Notoriously, Mr Trump appeared alongside the ex-KGB officer at a summit in Helsinki, Finland, in July 2018 after meeting with him in private and publicly accepted Mr Putin’s denial of election meddling accusations, siding with him over his own director of national intelligence, Dan Coats.

The Trump administration had intended to work out a new deal with Russia to prevent a new arms race but ran out of time when its leader failed to win a second term and became embroiled in the pandemic and contesting the facts of his defeat at the polls in November.

Vladimir Putin with Donald Trump (AFP/Getty)

“President Biden’s offer signals a welcome return to serious diplomacy that provides a path to a safer and more secure future for all,” said Derek Johnson, CEO of disarmament group Global Zero, in a statement. “Unless you’re a defence contractor, this is good news for everyone.”
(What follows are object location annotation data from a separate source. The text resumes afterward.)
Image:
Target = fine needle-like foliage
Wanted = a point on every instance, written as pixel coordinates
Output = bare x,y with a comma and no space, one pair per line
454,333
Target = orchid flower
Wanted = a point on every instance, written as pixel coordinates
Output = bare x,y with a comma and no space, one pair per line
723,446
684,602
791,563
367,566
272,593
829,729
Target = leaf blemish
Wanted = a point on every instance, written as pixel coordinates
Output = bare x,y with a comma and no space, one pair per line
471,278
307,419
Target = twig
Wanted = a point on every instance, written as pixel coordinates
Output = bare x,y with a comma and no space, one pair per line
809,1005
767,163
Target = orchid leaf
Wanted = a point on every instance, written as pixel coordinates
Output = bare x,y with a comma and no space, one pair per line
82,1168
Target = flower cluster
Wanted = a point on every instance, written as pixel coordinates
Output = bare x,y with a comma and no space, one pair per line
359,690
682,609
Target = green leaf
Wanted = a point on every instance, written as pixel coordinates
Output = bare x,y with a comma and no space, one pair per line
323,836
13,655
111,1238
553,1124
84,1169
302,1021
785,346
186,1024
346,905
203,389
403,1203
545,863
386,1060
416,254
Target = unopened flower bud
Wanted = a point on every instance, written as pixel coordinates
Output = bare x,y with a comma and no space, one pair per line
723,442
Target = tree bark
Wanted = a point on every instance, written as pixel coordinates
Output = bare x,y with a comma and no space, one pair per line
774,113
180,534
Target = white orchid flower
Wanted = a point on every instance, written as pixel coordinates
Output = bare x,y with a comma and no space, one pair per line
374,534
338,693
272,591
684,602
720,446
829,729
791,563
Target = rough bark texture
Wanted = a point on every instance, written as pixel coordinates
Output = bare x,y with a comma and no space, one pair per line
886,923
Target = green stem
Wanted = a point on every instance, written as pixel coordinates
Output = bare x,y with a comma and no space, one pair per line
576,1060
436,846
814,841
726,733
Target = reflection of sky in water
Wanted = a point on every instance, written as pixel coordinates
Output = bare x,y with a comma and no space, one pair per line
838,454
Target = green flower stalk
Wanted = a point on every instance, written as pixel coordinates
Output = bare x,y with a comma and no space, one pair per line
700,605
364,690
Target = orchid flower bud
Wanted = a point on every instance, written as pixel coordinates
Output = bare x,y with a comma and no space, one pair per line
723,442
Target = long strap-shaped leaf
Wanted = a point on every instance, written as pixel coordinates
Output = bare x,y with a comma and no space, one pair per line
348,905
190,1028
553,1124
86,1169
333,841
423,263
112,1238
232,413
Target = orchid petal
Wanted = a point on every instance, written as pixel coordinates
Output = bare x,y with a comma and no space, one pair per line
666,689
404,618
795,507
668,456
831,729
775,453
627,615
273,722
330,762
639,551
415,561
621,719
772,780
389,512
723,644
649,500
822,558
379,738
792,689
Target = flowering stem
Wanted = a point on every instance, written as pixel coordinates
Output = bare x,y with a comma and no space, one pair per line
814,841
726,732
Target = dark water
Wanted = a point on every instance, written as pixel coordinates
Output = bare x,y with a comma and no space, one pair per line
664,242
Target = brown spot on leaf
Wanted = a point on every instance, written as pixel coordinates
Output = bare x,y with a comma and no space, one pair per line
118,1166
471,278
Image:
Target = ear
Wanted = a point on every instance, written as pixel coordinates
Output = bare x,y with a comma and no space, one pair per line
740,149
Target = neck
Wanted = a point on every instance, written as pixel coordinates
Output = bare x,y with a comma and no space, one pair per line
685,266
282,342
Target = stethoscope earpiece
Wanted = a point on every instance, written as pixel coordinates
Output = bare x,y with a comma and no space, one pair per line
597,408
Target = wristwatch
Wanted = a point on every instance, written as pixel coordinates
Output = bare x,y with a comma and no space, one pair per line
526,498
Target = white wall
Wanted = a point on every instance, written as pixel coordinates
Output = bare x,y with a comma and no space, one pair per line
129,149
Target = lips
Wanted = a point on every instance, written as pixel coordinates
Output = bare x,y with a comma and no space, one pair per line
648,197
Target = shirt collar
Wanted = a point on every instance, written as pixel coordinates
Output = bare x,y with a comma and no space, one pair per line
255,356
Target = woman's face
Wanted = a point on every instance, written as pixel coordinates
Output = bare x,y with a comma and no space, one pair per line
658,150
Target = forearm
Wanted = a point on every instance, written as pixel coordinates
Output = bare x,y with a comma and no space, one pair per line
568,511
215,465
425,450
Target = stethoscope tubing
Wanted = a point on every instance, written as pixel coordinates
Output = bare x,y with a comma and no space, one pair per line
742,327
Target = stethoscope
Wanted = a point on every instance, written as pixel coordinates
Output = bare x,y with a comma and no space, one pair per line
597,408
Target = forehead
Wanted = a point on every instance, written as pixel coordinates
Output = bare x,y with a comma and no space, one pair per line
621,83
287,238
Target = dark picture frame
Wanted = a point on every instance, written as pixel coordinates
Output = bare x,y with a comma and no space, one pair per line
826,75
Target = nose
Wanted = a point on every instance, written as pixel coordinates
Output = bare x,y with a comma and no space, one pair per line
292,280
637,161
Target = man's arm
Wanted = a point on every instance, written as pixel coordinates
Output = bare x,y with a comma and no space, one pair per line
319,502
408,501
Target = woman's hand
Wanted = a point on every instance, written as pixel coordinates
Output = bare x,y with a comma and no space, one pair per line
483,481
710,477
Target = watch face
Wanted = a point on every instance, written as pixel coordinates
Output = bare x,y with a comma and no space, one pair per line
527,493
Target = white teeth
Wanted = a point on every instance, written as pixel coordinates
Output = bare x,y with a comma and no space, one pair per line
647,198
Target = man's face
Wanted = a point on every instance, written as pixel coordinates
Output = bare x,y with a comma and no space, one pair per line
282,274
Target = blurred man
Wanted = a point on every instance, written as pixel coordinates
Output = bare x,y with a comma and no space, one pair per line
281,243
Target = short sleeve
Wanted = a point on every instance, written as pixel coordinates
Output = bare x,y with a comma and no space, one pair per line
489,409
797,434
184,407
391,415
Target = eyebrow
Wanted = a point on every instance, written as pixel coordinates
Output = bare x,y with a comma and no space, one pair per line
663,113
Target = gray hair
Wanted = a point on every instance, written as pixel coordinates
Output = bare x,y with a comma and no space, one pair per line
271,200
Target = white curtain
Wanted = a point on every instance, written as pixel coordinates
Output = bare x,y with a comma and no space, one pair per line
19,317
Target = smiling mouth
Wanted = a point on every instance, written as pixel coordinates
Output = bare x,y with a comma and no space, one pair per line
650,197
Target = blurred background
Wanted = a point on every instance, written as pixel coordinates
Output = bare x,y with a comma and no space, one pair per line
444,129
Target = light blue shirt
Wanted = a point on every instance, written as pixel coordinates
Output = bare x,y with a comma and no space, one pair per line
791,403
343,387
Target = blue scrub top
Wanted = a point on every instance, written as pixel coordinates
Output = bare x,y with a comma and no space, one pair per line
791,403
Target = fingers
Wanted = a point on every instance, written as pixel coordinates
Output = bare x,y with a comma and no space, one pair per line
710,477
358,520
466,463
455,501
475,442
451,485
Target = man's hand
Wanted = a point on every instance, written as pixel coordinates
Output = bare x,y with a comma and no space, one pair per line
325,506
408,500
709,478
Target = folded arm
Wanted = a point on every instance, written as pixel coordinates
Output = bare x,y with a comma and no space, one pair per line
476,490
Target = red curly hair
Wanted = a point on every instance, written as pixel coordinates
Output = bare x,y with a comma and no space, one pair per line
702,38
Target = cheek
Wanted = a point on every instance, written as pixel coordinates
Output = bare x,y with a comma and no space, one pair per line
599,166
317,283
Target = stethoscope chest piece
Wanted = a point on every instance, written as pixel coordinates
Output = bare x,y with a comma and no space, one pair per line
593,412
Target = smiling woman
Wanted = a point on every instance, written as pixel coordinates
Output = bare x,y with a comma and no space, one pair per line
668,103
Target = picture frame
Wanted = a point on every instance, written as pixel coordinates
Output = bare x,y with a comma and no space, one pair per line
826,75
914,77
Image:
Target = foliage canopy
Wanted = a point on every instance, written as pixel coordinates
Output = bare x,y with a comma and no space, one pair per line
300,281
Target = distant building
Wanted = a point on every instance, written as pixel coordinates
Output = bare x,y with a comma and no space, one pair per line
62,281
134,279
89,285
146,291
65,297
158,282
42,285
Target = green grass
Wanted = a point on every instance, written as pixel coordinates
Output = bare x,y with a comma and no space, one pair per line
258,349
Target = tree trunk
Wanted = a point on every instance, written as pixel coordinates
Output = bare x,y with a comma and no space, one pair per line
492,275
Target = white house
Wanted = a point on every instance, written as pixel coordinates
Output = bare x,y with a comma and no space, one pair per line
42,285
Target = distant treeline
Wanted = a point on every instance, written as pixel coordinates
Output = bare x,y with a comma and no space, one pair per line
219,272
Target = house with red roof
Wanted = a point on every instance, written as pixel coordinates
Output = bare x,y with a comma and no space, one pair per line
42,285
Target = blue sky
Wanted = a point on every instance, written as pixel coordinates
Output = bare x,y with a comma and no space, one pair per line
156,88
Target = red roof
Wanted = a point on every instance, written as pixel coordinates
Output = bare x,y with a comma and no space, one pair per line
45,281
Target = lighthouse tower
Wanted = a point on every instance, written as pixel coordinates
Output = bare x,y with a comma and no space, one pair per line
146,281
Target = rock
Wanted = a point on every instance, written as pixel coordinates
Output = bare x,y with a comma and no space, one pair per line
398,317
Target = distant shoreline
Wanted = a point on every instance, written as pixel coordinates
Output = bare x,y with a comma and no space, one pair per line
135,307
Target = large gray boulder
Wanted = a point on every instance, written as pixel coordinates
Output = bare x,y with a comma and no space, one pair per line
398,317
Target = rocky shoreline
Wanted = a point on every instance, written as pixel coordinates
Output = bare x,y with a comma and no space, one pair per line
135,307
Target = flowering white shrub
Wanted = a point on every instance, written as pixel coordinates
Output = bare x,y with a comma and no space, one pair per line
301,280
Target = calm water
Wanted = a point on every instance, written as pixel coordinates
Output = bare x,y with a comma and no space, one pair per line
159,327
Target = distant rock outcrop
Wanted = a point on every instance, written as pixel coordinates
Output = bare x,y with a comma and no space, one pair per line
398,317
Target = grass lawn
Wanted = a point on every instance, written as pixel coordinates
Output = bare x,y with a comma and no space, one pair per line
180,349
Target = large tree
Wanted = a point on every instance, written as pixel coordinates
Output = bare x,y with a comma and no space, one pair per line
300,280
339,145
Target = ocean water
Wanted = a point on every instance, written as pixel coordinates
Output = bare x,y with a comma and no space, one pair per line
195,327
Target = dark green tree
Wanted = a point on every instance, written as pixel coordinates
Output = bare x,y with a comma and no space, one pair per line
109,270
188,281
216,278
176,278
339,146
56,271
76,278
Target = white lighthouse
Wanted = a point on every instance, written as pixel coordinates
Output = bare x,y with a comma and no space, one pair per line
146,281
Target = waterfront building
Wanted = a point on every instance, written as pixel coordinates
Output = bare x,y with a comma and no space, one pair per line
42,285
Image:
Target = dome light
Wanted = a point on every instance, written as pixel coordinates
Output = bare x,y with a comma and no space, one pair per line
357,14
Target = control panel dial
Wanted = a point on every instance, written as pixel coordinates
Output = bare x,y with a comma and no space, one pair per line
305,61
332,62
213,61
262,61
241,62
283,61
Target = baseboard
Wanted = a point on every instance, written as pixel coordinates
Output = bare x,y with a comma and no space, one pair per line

Less optimistic was Bradley Bowman, senior director of the Center on Military and Political Power at the Foundation for Defense of Democracies, who warned Politico the extension could prove short-sighted.

“A copy and paste manoeuvre by the Biden administration that extends the treaty for five years risks undercutting America’s leverage with both Moscow and Beijing. Such a move would also make Americans less safe,” he said. “The treaty’s current formulation gives Putin a dangerous free pass to continue to develop and field a Strangelovian array of nuclear weapons not covered by the treaty.”

On the broader question of US-Russian relations post-Trump, Dr Steven Hurst, reader in politics at Manchester Metropolitan University, told The Independent: “Biden needs to establish a coherent policy toward Russia after Trump's erratic approach, which combined a personal love-in with Putin with sanctions and other confrontational measures in Ukraine and elsewhere. Unlike with China, however, Biden can look to return to the Obama second-term approach, which essentially treated Russia as a hostile power to be contained.”